I was reminded on our recent vacation how much I love hushpuppies. I hadn't had them in quite some time, and when we got seafood take-out one night, our dinners all came with them. Yum!! Lukcily the boy didn't like them, so the husband and I got to eat his. They were quite tasty. When we got home from our trip I was looking through the Charleston Junior League Cookbook, Charleston Receipts, I bought while on the trip and found a hushpuppy recipe.

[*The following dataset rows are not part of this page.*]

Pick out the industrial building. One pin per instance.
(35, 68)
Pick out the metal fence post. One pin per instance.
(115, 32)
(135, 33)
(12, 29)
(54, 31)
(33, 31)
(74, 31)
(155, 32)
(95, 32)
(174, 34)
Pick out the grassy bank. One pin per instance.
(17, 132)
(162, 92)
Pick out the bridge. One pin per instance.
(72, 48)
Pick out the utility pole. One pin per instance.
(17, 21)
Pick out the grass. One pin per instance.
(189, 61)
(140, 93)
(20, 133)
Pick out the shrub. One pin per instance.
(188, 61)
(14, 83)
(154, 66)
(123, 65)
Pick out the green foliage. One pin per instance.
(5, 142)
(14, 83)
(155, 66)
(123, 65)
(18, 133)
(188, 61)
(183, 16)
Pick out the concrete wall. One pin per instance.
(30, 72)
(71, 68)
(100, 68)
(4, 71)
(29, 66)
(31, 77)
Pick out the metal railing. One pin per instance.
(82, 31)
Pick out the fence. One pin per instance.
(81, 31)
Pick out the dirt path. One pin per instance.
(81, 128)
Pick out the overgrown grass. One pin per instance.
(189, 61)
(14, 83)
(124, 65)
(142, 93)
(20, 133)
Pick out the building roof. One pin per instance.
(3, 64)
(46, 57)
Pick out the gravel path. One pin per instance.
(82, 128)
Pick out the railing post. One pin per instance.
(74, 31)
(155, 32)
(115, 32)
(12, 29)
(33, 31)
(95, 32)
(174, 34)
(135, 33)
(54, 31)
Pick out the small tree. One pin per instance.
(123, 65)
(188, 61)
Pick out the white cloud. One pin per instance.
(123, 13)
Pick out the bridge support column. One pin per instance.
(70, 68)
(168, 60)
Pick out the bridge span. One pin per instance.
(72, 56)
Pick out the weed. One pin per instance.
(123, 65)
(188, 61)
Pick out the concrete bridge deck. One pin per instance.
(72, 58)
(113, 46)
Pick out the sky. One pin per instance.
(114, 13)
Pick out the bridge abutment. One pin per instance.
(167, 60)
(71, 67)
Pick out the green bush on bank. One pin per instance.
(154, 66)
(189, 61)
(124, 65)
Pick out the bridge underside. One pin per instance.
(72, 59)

I had already decided we'd have the Catfish, so I thought these would go great with them.
Hushpuppies
2 cups corn meal
1 tsp soda
1 tsp salt
6 Tbsp chopped onion
2 Tbsp flour
1 Tbsp baking powder
1 egg
2 cups buttermilk
Red pepper, to taste
Mix all dry ingredients, add chopped onion; then milk and egg, beaten together. Drop by small spoonfuls into boiling deep fat. They will float when done. Drain on brown paper. Serves 8.
*****
Okay, I missed the part about floating when done, so it's no wonder mine were a little overcooked. The husband said that they were a bit too crispy on the outside but otherwise they were good. I cut the recipe in half after reading it made eight servings, and it still made a ton. I'll definitely make them again when we feel like indulging in fried food (which doesn't happen very often), but I'll be sure to watch how long they cook for.
1 comment:
I love hushpuppies. This sounds like a yummy and fairly easy recipe. I think those will need to be on our menu in the very near future!